マスターはそれでも怒らずガヴリールにフォローを入れる。
「いや、もちろん正直な事はいいことだからそのままでいいんだよ!?」
「・・・でもここでのバイトは続けられそうです」
ガヴリールがそういうとマスターは嬉しそうに微笑んだ、僕も不思議と嬉しくなった多分ガヴをここに連れてきたのは間違いじゃなかったと思えたからかな。
「人が来ないのがいいですよね」
「そ、そうだねっ落ち着いた雰囲気が自慢だからね!」
台無しだ・・・せっかくいい雰囲気だったのに。
ガヴリールはそのまま更衣室に向かい着替え帰る準備を整え始めた、僕も慌てて着替え準備を整えだす。するとマスターが僕たちを呼び止めた。
「二人とも次のシフトどうしようか今週のどこかで入れそうなところがあれば・・・」
「無理です」
ガヴリールはマスターの声を遮るように強めの口調で答えた。
マスターは固まってしまった、ガヴリールは今のマスターの状態気づいてるんだろうか。
「週二以上で働くとか体力的にキツいんで無理ですっ!!」
「そうだねっ!週一にしようか!体を休めることは大切だからね」
先ほどよりさらに強い口調で答え断りマスターもそれに押され了承してしまう。そのままガヴリールは挨拶をしてお店を出て行ってしまう。

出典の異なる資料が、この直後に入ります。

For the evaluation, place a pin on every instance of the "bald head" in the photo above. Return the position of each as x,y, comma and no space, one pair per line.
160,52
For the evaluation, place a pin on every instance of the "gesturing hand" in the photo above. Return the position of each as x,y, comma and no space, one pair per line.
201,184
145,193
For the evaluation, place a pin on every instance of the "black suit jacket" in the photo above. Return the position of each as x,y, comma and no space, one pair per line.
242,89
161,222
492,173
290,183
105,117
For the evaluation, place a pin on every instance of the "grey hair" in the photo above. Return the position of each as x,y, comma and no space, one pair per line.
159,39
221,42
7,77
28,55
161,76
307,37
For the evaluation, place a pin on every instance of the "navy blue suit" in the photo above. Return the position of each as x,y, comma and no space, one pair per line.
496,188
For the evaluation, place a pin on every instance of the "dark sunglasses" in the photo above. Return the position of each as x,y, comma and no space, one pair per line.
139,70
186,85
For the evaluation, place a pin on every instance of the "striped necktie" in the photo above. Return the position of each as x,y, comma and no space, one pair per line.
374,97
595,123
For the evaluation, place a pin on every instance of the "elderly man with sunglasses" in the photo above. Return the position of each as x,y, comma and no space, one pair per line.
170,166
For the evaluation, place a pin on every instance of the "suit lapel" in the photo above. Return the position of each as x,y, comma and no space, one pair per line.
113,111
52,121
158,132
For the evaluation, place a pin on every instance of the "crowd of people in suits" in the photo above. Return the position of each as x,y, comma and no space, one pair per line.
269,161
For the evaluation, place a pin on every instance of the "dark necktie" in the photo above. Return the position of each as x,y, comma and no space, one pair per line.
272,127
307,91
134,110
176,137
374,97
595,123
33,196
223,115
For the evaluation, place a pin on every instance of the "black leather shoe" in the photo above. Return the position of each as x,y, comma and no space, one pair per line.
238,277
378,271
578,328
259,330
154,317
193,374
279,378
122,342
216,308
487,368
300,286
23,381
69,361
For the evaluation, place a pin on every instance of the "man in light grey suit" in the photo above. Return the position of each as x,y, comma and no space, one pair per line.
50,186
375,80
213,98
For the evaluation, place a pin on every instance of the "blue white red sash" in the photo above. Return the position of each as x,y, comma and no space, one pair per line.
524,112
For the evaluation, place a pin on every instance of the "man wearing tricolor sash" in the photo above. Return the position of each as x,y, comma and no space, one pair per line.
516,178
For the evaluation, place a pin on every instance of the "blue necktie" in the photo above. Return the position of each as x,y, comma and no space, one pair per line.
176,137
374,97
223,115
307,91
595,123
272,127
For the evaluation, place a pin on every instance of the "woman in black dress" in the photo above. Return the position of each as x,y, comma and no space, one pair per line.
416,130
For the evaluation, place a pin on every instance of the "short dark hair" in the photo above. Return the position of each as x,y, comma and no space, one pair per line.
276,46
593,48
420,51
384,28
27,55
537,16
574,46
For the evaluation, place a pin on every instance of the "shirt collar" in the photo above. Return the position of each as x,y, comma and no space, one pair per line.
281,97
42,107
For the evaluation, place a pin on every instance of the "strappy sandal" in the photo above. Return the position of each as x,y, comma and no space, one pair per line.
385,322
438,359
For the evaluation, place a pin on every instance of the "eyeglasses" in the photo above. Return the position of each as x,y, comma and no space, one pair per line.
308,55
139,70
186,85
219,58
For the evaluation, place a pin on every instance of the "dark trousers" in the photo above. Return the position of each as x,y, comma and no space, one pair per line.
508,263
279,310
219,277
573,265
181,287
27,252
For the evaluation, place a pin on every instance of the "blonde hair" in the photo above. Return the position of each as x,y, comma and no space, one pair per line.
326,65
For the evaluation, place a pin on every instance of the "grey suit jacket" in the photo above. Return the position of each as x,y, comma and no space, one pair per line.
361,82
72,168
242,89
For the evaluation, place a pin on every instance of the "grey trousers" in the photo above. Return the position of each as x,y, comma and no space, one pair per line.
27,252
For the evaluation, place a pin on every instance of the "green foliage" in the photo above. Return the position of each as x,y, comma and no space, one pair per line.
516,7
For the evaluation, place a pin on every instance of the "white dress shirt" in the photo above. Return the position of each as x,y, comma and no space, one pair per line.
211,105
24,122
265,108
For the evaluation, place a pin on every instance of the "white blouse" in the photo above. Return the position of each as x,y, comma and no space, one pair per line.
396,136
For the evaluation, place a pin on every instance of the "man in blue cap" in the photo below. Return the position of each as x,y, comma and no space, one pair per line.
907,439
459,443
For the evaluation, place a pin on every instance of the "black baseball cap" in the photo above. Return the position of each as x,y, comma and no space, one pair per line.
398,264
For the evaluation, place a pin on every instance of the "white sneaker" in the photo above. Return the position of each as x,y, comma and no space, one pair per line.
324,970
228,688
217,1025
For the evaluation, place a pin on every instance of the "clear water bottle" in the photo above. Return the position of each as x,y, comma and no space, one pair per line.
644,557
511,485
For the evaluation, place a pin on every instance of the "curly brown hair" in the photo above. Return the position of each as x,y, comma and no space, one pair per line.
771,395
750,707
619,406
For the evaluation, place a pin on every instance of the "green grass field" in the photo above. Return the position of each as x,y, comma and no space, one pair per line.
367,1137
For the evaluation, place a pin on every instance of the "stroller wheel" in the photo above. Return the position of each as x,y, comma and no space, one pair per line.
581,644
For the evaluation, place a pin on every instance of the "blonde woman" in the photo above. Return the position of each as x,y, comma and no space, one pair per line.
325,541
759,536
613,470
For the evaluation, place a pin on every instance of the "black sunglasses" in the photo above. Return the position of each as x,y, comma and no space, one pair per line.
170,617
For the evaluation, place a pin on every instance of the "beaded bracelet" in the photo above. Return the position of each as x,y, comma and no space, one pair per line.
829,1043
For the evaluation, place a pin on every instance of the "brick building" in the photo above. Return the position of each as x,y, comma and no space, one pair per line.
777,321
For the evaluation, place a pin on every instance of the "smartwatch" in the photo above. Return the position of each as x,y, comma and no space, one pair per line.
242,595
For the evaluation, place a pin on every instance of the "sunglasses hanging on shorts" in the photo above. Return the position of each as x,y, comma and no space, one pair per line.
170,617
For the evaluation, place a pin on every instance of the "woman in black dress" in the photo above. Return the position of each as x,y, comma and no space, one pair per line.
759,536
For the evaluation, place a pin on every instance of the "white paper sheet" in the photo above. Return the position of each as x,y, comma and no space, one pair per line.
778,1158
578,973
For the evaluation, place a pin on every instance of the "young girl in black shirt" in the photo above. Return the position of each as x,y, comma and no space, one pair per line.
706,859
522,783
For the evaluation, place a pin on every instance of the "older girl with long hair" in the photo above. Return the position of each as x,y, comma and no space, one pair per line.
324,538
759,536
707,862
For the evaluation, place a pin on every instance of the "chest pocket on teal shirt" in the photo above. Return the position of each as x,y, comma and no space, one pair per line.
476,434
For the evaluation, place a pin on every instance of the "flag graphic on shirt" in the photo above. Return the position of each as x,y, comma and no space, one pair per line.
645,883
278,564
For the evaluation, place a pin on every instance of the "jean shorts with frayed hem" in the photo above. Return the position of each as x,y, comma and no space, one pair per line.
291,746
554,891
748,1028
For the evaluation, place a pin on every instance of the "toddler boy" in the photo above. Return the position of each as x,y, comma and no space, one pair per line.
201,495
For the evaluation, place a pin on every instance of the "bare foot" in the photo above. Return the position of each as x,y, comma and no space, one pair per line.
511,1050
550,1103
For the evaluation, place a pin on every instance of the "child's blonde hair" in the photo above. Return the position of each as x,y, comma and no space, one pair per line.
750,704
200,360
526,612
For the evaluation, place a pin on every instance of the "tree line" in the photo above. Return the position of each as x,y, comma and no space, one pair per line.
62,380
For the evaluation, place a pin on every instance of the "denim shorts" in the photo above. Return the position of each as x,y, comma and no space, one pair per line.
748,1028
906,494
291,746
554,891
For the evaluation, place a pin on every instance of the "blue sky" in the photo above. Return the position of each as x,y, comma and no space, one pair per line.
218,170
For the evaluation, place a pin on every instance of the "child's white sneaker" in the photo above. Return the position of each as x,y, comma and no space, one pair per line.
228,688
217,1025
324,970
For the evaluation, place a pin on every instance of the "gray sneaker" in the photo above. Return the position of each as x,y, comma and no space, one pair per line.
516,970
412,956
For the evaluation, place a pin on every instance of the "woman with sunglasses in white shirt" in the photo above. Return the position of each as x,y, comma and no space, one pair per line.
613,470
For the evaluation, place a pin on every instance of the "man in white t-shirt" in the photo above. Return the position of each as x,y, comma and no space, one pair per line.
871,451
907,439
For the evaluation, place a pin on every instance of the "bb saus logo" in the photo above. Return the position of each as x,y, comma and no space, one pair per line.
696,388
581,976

ガヴが居なくなった後再び固まったマスターは復活すると今度は僕の方に弱々しい笑顔を向けてた。
「ゆ、夕陽くんも週一にする?」
「ぼ、僕は週4ぐらいで入れてもらえればいいので大丈夫ですよ!」
その時のマスターは少しホッとしたのか胸を撫で下ろしいつものような笑顔に戻り僕にコーヒーを勧めてきた。